Page MenuHomePhabricator

Move Spitfire storage definitions to explicit file
Closed, ResolvedPublic

Description

Currently there's no specific spot to place storage definitions. Spitfire has a functions file, buried deep within the framework itself and not really intended as a user modifiable space. On the other hand, the environments file provides a user configurable location for settings, but a bad one for storage definitions, which are a bit more technical - and would be more fit to developers or system operators rather than users deploying an application.

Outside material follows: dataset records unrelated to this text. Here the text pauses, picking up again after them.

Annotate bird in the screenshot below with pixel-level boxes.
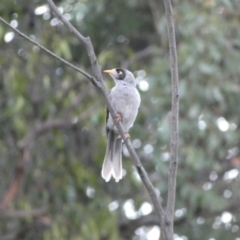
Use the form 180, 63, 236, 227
101, 68, 141, 182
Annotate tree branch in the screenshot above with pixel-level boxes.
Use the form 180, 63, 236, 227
47, 0, 168, 232
164, 0, 179, 235
0, 17, 96, 86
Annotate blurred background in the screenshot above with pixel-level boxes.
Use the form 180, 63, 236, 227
0, 0, 240, 240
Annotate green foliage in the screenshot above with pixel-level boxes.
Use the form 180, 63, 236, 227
0, 0, 240, 240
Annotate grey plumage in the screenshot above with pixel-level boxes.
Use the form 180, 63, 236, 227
102, 68, 141, 182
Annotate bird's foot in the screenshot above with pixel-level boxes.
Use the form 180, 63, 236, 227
113, 113, 122, 125
117, 132, 130, 140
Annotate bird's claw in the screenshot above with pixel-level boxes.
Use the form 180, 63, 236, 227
113, 113, 122, 125
117, 133, 130, 140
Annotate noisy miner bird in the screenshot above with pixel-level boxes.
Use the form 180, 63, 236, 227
102, 68, 141, 182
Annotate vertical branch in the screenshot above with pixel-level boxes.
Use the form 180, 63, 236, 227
164, 0, 179, 234
46, 0, 170, 235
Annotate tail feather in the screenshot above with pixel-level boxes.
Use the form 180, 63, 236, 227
102, 130, 122, 182
112, 138, 122, 182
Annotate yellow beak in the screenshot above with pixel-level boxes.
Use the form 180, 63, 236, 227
103, 70, 114, 75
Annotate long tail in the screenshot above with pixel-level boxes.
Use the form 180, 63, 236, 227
102, 130, 122, 182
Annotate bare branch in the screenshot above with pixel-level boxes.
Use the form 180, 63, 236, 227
0, 17, 96, 86
47, 0, 165, 231
164, 0, 179, 236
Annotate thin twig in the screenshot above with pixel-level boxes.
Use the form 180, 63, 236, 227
164, 0, 179, 236
0, 17, 96, 85
47, 0, 165, 231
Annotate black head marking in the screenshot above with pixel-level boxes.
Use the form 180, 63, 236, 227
116, 68, 126, 80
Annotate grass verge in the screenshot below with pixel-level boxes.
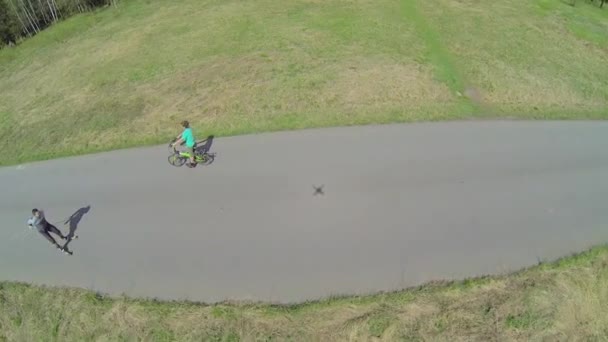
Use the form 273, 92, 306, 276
0, 0, 608, 165
0, 245, 608, 341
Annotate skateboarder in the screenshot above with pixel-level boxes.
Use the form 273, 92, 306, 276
27, 208, 68, 251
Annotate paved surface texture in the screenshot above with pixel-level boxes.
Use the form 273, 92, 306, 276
0, 121, 608, 302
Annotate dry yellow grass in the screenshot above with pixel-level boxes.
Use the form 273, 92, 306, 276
0, 0, 608, 164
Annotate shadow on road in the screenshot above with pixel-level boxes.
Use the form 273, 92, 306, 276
196, 135, 215, 165
196, 135, 214, 153
63, 205, 91, 249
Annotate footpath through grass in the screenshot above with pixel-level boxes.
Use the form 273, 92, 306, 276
0, 246, 608, 341
0, 0, 608, 165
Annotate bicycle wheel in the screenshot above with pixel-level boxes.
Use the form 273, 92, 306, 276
167, 153, 186, 167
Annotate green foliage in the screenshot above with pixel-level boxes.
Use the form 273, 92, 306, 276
0, 0, 116, 47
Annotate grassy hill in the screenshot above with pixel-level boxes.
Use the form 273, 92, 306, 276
0, 0, 608, 164
0, 246, 608, 342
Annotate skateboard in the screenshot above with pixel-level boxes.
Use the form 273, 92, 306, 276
61, 235, 78, 255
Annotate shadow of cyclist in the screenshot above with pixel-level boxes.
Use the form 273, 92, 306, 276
196, 135, 214, 154
63, 205, 91, 249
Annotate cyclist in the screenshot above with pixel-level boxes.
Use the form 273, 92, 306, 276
173, 120, 196, 167
27, 208, 68, 250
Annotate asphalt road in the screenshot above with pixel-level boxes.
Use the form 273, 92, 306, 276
0, 121, 608, 302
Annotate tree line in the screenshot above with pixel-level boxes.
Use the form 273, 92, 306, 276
0, 0, 117, 48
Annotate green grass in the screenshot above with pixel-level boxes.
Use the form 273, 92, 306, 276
0, 0, 608, 165
0, 246, 608, 341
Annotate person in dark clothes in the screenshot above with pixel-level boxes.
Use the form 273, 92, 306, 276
27, 209, 67, 251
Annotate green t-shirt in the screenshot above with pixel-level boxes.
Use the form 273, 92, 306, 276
182, 128, 195, 147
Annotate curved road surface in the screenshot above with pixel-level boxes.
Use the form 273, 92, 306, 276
0, 121, 608, 302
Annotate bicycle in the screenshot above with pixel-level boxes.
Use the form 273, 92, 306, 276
167, 139, 215, 167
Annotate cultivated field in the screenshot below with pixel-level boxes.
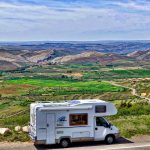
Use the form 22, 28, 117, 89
0, 63, 150, 141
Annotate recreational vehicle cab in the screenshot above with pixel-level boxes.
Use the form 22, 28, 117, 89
29, 99, 119, 147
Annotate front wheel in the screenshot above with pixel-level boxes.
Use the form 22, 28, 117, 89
105, 135, 115, 144
60, 139, 70, 148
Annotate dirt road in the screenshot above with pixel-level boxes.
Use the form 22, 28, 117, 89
0, 136, 150, 150
106, 81, 150, 102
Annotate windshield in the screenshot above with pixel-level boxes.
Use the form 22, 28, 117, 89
96, 117, 109, 127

Usually an application has the following predefined definitions inside of Spitfire:

$dispatcher = new \spitfire\storage\objectStorage\DriveDispatcher();
$dispatcher->register(new \spitfire\storage\drive\MountPoint('file://', '/'));
$dispatcher->register(new \spitfire\storage\drive\MountPoint('app://', basedir()));
$dispatcher->register(new \spitfire\storage\drive\MountPoint('temp://', sys_get_temp_dir()));

These allow an application to access a file like this:

storage()->get('app://bin/settings/environments.php');

And in combination with the Environment class something like:

storage()->dir(Environment::get('uploads.directory'))->get('upload.txt');

This is fine, but the way these are registered leaves a bit to be desired.

The current implementation distributes the file system definitions across two locations. On one hand, the spitfire\core\functions.php file. On the other, the bin/settings/environments.php file for user defined storage definitions. It would be much easier to manage the entire system if there was a single bin/settings/storage.php file that contains all the definitions.

Placing all storage definitions in the environments.php file would be possible, and would result in less clutter on the file system. A single file that contains all the system's configuration sounds promising, but could also lead to users being confused about the options. A storage.php file could also almost create a dialogue between the system operator and the developer. The developer can define an unlimited number of storage endpoints in their application code that would then be assigned to physical locations by the system administrator when deploying the application.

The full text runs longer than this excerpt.